В вошедшем видном брюнете с красивыми крупными чертами моложавого, румяного и жизнерадостного лица, с пушистыми усами и окладистой черной бородой, решительно нельзя было увидать ни малейшей неловкости или затруднительности мужа «великолепной Варвары».
Он молодцевато и как-то приятно и легко нес свою крупную, полноватую фигуру в белом кителе, белых штанах и желтых башмаках, слегка почтительно наклонив коротко остриженную, крепко посаженную, круглую, черноволосую голову с жирным загорелым затылком.
Кауров крепко поцеловал руку адмиральши и с аффектацией почтительного подчиненного спросил:
— Как прикажете, ваше превосходительство… Будить адмирала?
— А что?
— Ученье… Адмирал хоть посмотрит.
— Какое в два часа?
— Минное, ваше превосходительство.
— Не беспокойте Пармена Степаныча. Делайте без него.
— Слушаю-с, ваше превосходительство!
Кауров с каким-то удовольствием и как-то «вкусно» сыпал «превосходительством».
Адмиральша указала на стоявшего Артемьева.
— Вот и новенький к нам. Знакомы?
Кауров так крепко пожал руку Артемьева и так ласково, добродушно и, казалось, чуть-чуть посмеиваясь глазами, улыбался всем лицом, что влюбленный любовник его жены невольно смутился и, казалось, готов был сейчас же извиниться перед мужем и просить, чтобы он на него не сердился. Он сам понимает, как обворожительна его жена.

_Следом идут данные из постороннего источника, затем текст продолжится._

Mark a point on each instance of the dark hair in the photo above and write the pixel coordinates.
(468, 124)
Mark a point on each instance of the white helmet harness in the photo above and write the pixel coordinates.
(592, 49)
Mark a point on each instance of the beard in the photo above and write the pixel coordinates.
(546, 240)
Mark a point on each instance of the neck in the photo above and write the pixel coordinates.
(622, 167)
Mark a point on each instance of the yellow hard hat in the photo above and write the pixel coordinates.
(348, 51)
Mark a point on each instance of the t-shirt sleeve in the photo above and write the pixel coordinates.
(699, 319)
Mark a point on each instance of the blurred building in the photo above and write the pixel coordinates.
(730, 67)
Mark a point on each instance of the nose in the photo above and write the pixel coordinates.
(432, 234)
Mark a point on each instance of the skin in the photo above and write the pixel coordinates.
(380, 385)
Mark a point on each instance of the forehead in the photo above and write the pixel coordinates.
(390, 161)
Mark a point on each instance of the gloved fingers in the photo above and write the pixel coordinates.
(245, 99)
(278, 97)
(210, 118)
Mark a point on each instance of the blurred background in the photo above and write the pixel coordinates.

— Молодой человек не хотел к нам… И на меня — ни малейшего внимания. Не удостоил подойти сам. Верно, расстроен. Хандрит… По семье, конечно, — ядовито прибавила адмиральша.
Артемьев презрительно усмехнулся.
— Привыкнет, ваше превосходительство!.. Только немножко подтянуть себя… Нервы и стихнут, Александр Петрович… И я привык на положение соломенного вдовца… Вавочка обрадовала было осенью. Телеграфировала, что приедет… А на днях: «не приеду»… Ну что Вавочка? Она писала, что вы — спасибо, голубчик! — навешали ее… Здорова? Не скучает?
— Здорова… Не скучает, кажется…
— И молодец Вавочка. Честь имею кланяться, ваше превосходительство!
И Кауров снова чмокнул руку адмиральши.
Поклонился и Артемьев, собираясь уходить.
— Так и не удостоите, молодой человек, чем-нибудь интересным из Петербурга? — с насмешливой усмешкой высокомерно спросила адмиральша.
— Ничего интересного нет, Елизавета Григорьевна… А петербургские и кронштадтские сплетни, вероятно, вам хорошо известны, гораздо лучше, чем мне.
Адмиральша едва кивнула и не протянула руки.